When Maisie gets into a terrible accident, her face is partially destroyed. She’s lucky enough to qualify for a rare medical treatment: a face transplant. But how do you live your life when you can’t even recognize yourself anymore? She was a runner, a girlfriend, a good student . . . a normal girl. Now, all that has changed.
The medical procedure of getting a face transplant, at first, seemed like a fascinating process. I was interested in how it would work. But then I read just how damaged Maisie’s face was. Her face was burned by an electrical fire, which is much hotter than a regular fire. Where her nose, cheeks, and chin used to be were just gone. The skin, the muscle, the bone, everything. I know I’m giving a lot of detail, but I trying to make a point. The way the transplant goes, in simplified terms, someone else’s face will replace the parts she’s now missing. She’s going to be wearing parts of someone else’s face! This procedure sounds like something from a science fiction movie or Frankenstein. The image of someone stitching the skin together with thick black thread kept popping into my mind for some reason.
I did some research on face transplants (and by that, I mean I Googled it), but after seeing a few of the pictures, I decided to stop. The pictures weren’t that bad. It’s just the whole procedure was just too much for me. I can handle it when it’s happening on a TV show because I know it’s just special effects and makeup. But when you’re reading about an actual person, it’s just too real.
I felt awful for this girl. She had a perfectly normal life, and it was torn away from her. These are the saddest kinds of stories to me. Someone is just minding their own business, and in the blink of an eye, their life changes forever. In my opinion, Maisie handles her situation pretty well, and everyone else around her takes it the way you’d expect them to. Her parents are trying to be supportive, her doctors are trying to keep her healthy, and her boyfriend has no idea what to do. I kept waiting for someone to just tell her the truth, that her life would never be the same and that it would stink for a while, but hopefully, everything was going to be a new kind of okay and that she just had to wait.

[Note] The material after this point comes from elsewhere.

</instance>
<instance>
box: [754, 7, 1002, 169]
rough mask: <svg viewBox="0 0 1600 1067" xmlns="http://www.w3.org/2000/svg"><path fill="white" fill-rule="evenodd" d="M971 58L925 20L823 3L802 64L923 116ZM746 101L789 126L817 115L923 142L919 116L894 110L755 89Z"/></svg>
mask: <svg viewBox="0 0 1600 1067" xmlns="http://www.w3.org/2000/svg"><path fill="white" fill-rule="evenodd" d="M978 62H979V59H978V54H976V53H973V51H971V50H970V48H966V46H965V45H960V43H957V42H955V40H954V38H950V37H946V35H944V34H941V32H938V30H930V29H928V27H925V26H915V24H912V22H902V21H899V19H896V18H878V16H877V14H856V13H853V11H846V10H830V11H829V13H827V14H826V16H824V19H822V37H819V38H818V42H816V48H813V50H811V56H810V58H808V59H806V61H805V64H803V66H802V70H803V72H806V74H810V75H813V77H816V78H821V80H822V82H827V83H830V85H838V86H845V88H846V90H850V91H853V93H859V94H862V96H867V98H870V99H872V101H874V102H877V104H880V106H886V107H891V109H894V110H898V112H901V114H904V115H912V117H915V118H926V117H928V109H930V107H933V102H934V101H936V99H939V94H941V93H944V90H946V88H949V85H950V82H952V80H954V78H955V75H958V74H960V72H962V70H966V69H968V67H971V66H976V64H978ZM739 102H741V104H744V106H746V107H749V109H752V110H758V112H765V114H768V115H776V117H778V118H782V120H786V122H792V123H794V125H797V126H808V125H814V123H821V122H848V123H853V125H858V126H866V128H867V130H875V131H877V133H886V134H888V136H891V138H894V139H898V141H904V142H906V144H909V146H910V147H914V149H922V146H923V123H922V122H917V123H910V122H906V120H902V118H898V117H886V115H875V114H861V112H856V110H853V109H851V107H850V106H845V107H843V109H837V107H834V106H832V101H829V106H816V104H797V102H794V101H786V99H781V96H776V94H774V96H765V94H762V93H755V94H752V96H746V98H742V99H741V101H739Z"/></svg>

It is said that this book is ‘Wonder’ for a YA (Young Adult) audience, but Auggie and Maisie are entirely different. Auggie was born with his extraordinary face and has lived with it his whole life. On the other hand, Maisie had her face destroyed and then replaced at sixteen. She had her whole life figured out, and then she had to start from scratch. I’ve read many books about kids and teenagers going through some pretty tough situations, but this one might be the most horrifying.
This is a sad and very heavy-on-the-heart book, but that doesn’t mean you shouldn’t read it. It all turns out okay in the end.